Metabase is not just shipping BI anymore. It is positioning analytics as something humans and agents both use, and the public pages back that up. The homepage now says “Open source analytics that answers back,” with “AI-powered analytics built on your metrics and permissions,” while the product nav still keeps the classic BI stack in view, dashboards, SQL, permissions, embeds, and cloud.
That mix matters. Metabase is not trying to replace its core business intelligence pitch. It is layering agent access on top of it. The recent AI hackathon page says the product now ships an MCP server, an Agent API, and Metabot in Slack. That is a clear bet that analytics should live inside the tools people already use, including editors and chat.
The engineering blog pushes the same story from the inside. Metabase says its backend is about 500K lines of Clojure, spread across query processing, permissions, drivers, notifications, serialization, search, and more. The team also says Claude Code alone hits the context window fast, which is why it built ten custom subagents. That is dogfooding, not a marketing demo.
The release trail supports the same read. ToolVitals shows 30 GitHub releases in 90 days and 17 release events in 30 days, with a health score of 100 and a shipping score of 100. The most recent releases in the payload, 58.13, 59.7, 59.8, 60.1, and 60.2, landed across April 20 to April 22. That is steady output, not a one-off AI stunt.
What the data does not tell you
ToolVitals can see release cadence, stars, and public positioning. It cannot see whether the AI features are actually useful, whether customers adopt them, whether the product is easy to run, or whether the semantic layer holds up under real workloads. It also cannot tell you if the new agent features are better than a polished dashboard and a good SQL editor. Publicly, Metabase is betting that the answer is yes. The data does not prove it.
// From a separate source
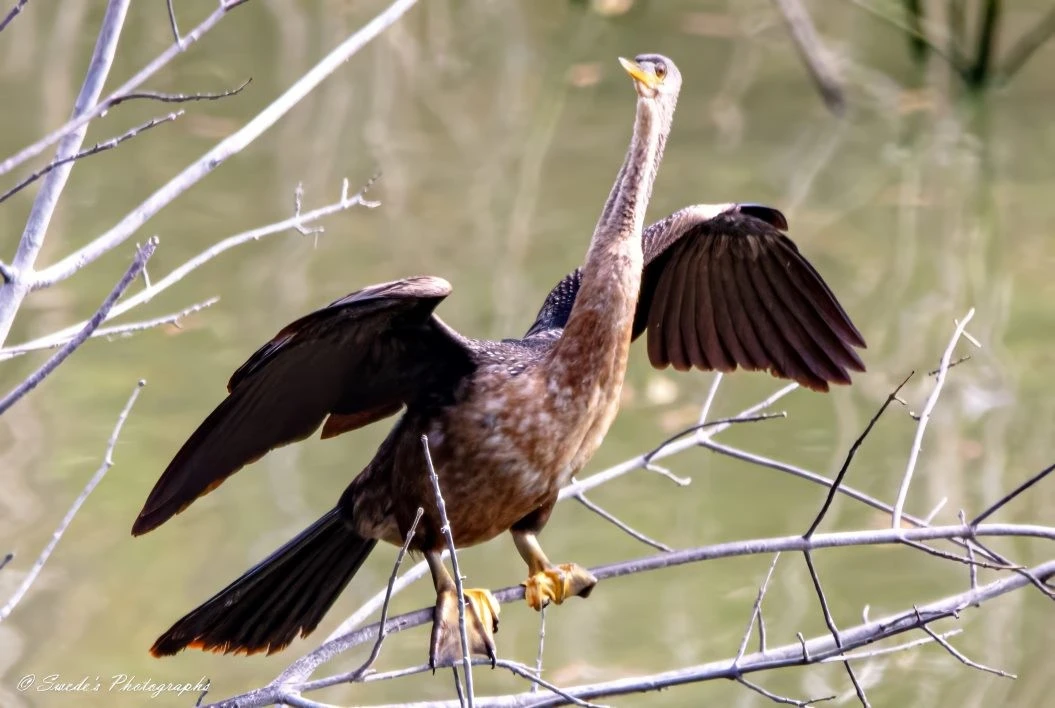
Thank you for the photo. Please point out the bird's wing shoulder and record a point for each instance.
(356, 361)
How this compares to nearby tools
In the related_tools slice, Jitsu is louder on recent release activity, with 36 release events in 30 days, but much smaller on stars at 4,699. Eidos sits at the same 17 release events in 30 days as Metabase, but has 3,104 stars. Metabase is the heavyweight here, with 47,077 GitHub stars and a much broader public footprint.
Bottom line
If your team wants open source BI and is starting to care about agent-facing analytics, Metabase deserves a fresh evaluation. Its public positioning now matches the direction of travel: dashboards for people, MCP and Slack for agents, and a release cadence that says the team is actually building it. If you only want a stable dashboard layer, the AI push is not the reason to choose it. If you want analytics that can sit inside workflows, this is one to watch closely.